Indeed, Angel nodded once without looking up from his book and mumbled, "Thanks." Just as the Doctor was about to close the door again, Angel added, "Don't take apart my stove, too."
"Oh, no," the Doctor assured him, "the toaster's next." He pulled the door shut and headed for the kitchen.
The Doctor didn't knock on the return trip. He nudged the door open with one toe and held out the peace offering of Earl Grey to Angel.
Angel took it without looking and let it warm his hand for a moment before taking a hesitant sip. Another moment passed before he finally glanced up. "Thanks," he said again.

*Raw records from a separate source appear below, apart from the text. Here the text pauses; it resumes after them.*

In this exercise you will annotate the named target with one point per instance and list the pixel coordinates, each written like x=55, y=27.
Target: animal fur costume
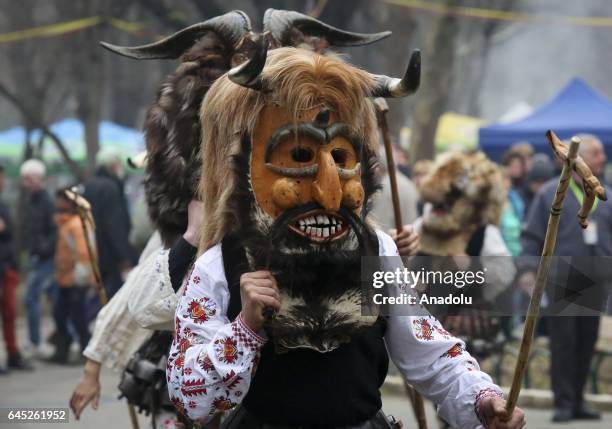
x=466, y=191
x=207, y=50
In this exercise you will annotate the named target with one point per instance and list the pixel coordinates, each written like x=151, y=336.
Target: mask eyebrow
x=282, y=133
x=320, y=135
x=345, y=130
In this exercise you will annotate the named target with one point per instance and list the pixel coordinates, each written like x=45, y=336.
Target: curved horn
x=281, y=22
x=390, y=87
x=230, y=27
x=248, y=74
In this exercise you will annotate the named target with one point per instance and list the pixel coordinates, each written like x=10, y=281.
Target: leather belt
x=240, y=418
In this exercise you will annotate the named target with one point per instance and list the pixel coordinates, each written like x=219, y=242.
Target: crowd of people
x=58, y=263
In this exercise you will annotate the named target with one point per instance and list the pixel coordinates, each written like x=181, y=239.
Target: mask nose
x=326, y=188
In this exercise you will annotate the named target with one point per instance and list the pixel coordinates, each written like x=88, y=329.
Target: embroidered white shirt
x=213, y=359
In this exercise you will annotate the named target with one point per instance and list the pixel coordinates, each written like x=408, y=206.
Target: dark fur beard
x=315, y=275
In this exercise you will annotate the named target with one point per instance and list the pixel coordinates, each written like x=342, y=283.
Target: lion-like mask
x=465, y=191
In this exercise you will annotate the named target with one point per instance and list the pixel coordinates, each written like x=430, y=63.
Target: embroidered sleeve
x=437, y=364
x=211, y=360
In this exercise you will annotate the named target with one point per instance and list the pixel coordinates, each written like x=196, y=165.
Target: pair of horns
x=232, y=26
x=248, y=74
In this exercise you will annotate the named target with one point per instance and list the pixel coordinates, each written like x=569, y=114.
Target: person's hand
x=493, y=412
x=194, y=222
x=407, y=241
x=526, y=282
x=258, y=290
x=88, y=389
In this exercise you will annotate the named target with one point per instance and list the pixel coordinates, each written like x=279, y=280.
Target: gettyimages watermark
x=495, y=286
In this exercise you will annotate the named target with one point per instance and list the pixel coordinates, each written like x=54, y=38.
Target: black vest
x=304, y=387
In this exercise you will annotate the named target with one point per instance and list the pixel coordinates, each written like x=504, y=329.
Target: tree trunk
x=438, y=61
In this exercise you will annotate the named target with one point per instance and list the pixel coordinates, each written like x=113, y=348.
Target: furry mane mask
x=465, y=191
x=207, y=50
x=289, y=142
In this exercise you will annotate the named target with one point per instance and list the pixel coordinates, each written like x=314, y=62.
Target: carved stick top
x=590, y=184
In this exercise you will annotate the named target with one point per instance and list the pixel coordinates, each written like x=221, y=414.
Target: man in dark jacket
x=105, y=193
x=39, y=234
x=573, y=338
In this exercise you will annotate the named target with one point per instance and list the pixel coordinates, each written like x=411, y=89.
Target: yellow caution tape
x=68, y=27
x=502, y=15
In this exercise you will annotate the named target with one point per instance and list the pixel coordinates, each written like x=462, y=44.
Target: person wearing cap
x=39, y=235
x=105, y=192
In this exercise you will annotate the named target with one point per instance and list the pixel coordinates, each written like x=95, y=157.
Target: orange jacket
x=72, y=262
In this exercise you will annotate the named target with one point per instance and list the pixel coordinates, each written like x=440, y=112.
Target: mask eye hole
x=302, y=154
x=340, y=156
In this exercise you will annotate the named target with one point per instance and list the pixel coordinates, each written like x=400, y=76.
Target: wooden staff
x=592, y=187
x=84, y=211
x=89, y=227
x=382, y=108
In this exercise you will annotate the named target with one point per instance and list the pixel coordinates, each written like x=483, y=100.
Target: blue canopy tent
x=578, y=108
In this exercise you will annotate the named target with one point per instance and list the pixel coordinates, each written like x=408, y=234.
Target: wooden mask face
x=315, y=162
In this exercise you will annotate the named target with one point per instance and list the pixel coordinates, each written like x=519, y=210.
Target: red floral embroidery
x=226, y=350
x=454, y=351
x=484, y=393
x=231, y=380
x=254, y=363
x=440, y=330
x=177, y=328
x=222, y=403
x=178, y=404
x=193, y=387
x=200, y=310
x=184, y=344
x=469, y=365
x=423, y=329
x=179, y=362
x=205, y=362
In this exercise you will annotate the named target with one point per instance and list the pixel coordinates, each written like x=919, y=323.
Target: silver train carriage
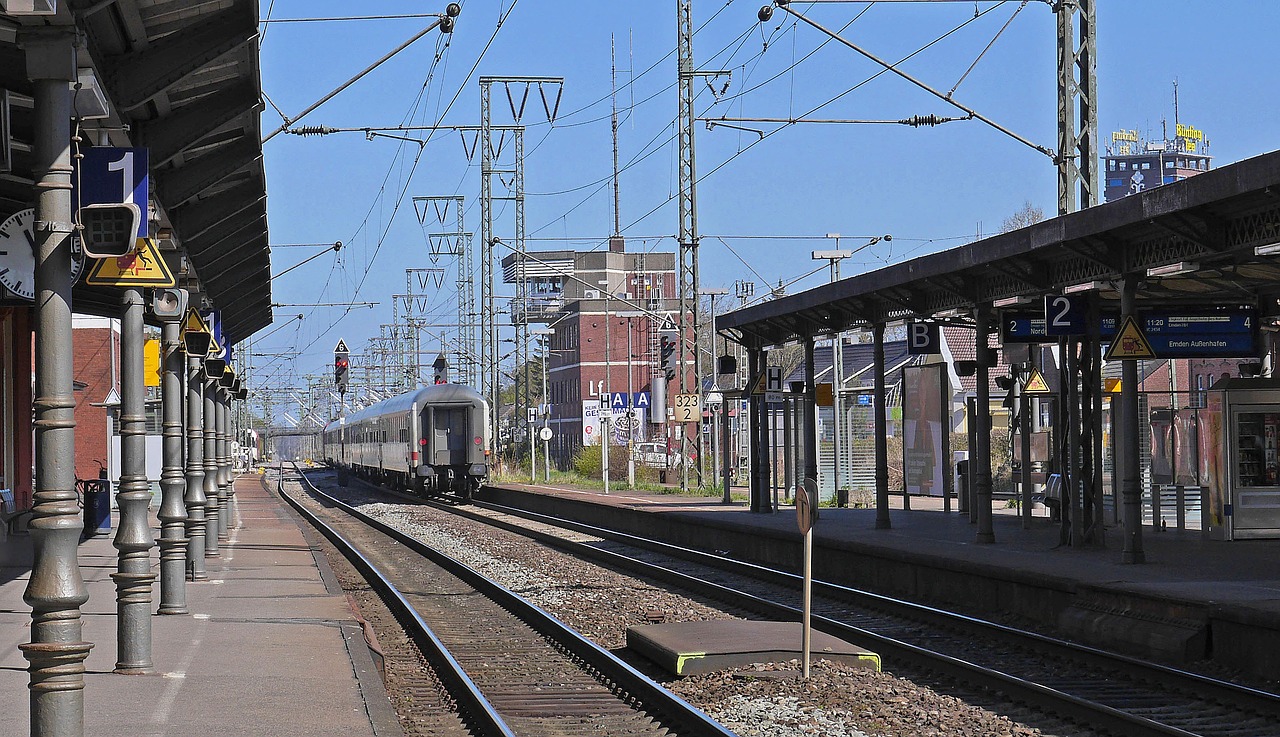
x=432, y=440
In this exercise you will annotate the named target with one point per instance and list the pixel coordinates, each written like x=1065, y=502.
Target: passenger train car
x=432, y=440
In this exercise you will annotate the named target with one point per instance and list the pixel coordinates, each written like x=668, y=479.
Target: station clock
x=18, y=253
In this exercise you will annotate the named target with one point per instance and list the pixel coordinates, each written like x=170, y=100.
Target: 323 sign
x=689, y=408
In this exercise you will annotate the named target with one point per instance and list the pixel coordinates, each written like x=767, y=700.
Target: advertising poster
x=590, y=422
x=924, y=459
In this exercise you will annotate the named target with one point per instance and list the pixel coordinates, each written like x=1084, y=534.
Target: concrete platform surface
x=270, y=646
x=693, y=648
x=1191, y=599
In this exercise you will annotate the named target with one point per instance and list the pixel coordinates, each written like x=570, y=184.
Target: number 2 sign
x=110, y=174
x=1065, y=315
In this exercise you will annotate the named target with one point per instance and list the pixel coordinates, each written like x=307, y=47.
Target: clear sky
x=764, y=202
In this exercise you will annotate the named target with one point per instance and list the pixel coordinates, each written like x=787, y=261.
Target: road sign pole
x=1129, y=480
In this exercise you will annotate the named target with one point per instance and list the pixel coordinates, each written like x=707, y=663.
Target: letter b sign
x=922, y=338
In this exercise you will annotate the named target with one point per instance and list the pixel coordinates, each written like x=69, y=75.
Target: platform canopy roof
x=181, y=79
x=1205, y=229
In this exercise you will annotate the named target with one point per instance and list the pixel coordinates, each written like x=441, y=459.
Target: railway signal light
x=667, y=353
x=440, y=370
x=341, y=366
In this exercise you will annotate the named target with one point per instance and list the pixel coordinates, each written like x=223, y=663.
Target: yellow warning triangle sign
x=1129, y=343
x=1036, y=384
x=140, y=268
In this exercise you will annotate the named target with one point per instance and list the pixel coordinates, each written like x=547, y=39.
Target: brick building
x=96, y=353
x=606, y=310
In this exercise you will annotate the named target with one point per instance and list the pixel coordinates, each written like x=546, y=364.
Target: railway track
x=1105, y=691
x=511, y=668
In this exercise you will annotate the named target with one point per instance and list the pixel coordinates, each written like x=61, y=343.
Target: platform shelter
x=1202, y=253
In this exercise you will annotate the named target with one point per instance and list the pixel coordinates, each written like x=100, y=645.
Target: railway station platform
x=1192, y=599
x=270, y=646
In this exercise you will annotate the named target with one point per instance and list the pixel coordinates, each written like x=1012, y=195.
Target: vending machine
x=1239, y=433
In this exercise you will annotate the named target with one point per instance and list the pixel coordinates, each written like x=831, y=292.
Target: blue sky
x=931, y=188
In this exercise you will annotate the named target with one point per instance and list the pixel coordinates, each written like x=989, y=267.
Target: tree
x=1028, y=215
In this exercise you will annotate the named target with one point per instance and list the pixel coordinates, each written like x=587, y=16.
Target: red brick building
x=96, y=349
x=590, y=301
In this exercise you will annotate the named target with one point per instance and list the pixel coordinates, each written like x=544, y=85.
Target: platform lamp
x=196, y=338
x=215, y=365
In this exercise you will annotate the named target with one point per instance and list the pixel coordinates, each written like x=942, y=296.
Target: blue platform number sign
x=110, y=174
x=1064, y=315
x=922, y=338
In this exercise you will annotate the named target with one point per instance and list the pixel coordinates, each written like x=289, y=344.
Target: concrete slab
x=270, y=645
x=693, y=648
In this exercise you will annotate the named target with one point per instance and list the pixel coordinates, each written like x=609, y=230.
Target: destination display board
x=1173, y=333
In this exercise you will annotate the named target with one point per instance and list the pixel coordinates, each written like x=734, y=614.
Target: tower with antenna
x=1136, y=161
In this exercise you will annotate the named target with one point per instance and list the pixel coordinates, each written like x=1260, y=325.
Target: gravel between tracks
x=763, y=700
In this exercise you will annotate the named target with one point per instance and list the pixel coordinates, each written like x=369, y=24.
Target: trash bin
x=97, y=506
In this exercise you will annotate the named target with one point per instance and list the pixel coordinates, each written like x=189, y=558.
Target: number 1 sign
x=110, y=174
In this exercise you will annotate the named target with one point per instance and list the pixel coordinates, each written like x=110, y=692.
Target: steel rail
x=1057, y=701
x=675, y=713
x=475, y=708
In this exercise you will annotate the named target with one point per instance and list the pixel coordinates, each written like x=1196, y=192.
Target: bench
x=1052, y=495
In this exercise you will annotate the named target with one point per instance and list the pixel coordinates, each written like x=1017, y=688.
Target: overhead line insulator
x=311, y=131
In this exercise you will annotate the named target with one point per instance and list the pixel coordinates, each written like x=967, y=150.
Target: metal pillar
x=809, y=426
x=213, y=504
x=173, y=513
x=195, y=498
x=222, y=462
x=726, y=451
x=882, y=520
x=1077, y=106
x=759, y=466
x=688, y=283
x=789, y=477
x=488, y=311
x=1127, y=435
x=233, y=520
x=55, y=590
x=133, y=538
x=982, y=421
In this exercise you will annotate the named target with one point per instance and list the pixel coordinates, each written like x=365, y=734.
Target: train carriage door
x=415, y=433
x=451, y=435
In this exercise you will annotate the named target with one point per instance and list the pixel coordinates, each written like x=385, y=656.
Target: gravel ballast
x=766, y=700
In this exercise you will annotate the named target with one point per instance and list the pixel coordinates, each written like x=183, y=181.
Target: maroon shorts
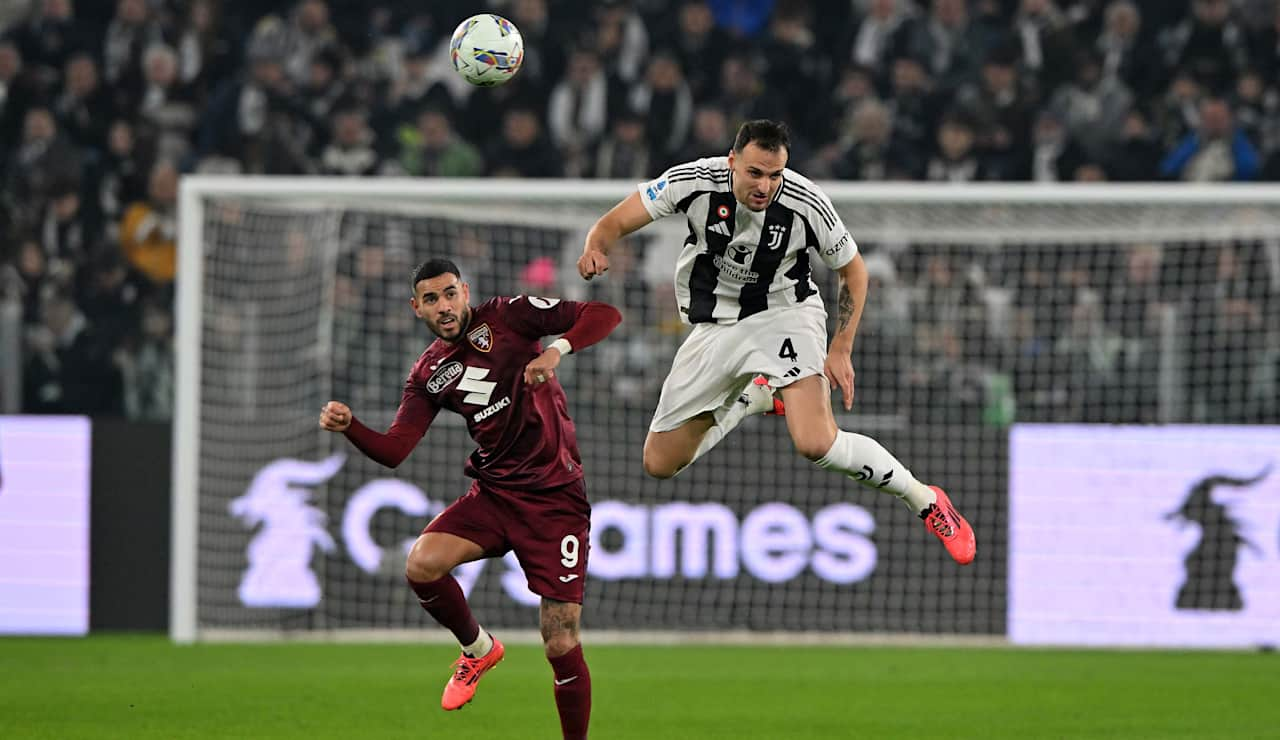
x=549, y=531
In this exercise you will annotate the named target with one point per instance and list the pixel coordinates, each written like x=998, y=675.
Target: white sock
x=759, y=398
x=480, y=648
x=868, y=462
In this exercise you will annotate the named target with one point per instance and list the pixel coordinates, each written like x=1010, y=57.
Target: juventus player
x=759, y=325
x=487, y=365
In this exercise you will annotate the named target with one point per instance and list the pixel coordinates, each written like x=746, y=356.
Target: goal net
x=1000, y=319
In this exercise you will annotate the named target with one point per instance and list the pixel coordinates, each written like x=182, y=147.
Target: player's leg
x=462, y=533
x=560, y=627
x=668, y=452
x=816, y=435
x=551, y=537
x=705, y=394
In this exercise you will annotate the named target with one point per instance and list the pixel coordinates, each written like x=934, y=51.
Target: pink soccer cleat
x=466, y=674
x=947, y=525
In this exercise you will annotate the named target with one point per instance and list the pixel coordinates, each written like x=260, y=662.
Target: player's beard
x=754, y=204
x=464, y=319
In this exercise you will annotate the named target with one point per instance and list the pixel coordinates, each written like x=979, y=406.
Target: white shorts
x=717, y=360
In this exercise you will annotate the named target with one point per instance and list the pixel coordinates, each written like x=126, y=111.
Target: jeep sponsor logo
x=442, y=378
x=481, y=337
x=773, y=543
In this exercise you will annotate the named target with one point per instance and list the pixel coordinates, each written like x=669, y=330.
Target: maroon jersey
x=525, y=438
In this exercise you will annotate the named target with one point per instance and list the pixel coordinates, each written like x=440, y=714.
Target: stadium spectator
x=44, y=160
x=1092, y=106
x=522, y=150
x=711, y=135
x=664, y=96
x=85, y=108
x=433, y=149
x=351, y=150
x=146, y=365
x=149, y=229
x=1217, y=151
x=700, y=46
x=577, y=112
x=625, y=151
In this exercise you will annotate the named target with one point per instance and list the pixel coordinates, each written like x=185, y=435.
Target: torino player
x=489, y=366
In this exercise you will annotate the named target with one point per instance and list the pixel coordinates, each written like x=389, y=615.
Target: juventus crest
x=776, y=233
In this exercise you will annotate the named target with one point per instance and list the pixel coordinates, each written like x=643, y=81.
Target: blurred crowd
x=105, y=104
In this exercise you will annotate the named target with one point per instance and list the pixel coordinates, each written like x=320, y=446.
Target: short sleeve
x=535, y=318
x=662, y=196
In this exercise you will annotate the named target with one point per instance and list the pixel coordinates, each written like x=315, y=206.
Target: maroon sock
x=444, y=601
x=572, y=693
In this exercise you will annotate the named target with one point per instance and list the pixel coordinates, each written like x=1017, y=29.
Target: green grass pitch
x=142, y=686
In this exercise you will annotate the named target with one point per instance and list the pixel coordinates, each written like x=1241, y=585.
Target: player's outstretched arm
x=336, y=416
x=621, y=220
x=853, y=296
x=391, y=448
x=594, y=321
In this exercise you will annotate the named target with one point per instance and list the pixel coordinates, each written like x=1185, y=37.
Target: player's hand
x=336, y=416
x=840, y=373
x=593, y=263
x=543, y=368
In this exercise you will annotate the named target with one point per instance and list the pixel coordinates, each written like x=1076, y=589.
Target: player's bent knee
x=812, y=448
x=560, y=644
x=661, y=466
x=658, y=469
x=424, y=565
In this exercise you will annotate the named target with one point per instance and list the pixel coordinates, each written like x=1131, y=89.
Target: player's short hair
x=430, y=269
x=767, y=135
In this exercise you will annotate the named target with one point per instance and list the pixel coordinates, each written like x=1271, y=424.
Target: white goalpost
x=993, y=307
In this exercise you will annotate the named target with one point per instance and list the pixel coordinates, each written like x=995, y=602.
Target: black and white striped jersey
x=737, y=261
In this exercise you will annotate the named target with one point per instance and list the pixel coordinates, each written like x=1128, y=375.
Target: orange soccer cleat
x=764, y=392
x=466, y=674
x=947, y=525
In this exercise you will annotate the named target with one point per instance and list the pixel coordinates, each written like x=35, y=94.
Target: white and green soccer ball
x=487, y=50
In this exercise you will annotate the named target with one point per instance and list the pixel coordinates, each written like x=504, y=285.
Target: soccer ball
x=487, y=50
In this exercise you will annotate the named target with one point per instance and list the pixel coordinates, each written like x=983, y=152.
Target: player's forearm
x=621, y=220
x=603, y=234
x=849, y=311
x=388, y=450
x=594, y=323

The Doctor nodded, hesitating in the doorway. He decided against saying several things, and stopped his hand from giving Angel a friendly pat on the shoulder. In the end, he retreated to a trite, "You're welcome," and then started backing out through the door.
"Did you fix it?" Angel asked, still looking at his book.
"Yes," the Doctor said, hoping that Angel was referring to the washer, which was fixed and not any of the several dozen things that he hadn't fixed. If Angel wasn't referring to that, well, maybe he'd be able to fix some of those, too, before Angel noticed. That would make it still true, just a bit temporally displaced.
"Good," Angel said with a nod. Then he actually looked up. Not just glanced up, looked up. "Think it'll get blood out now?"
The Doctor shot a glance at the washer from the doorway. "If it knows what's good for it."
"I'll have to try it," Angel said. "Or did you throw that shirt away?"
The Doctor shrugged. "I threw the socks away," he said. The idea that he was having a conversation about laundry practically clubbed him over the head. His back foot started the retreating process, inching slightly to the right, out of the line of sight of Angel. He wondered if leaving now would throw off the Peace Offering.
Angel grunted.
Sometimes it felt like he was standing on top of a very large cliff with Angel...and sometimes it just felt like he was at the bottom of a cliff and trying to climb it by smacking his head against the rock face. He closed the door and left Angel to his book. He paced several circuits around the tiny flat until the overwhelming feeling of being trapped entirely took over his mind. Without so much as a backward glance, the Doctor tugged open the front door and strode out into the world.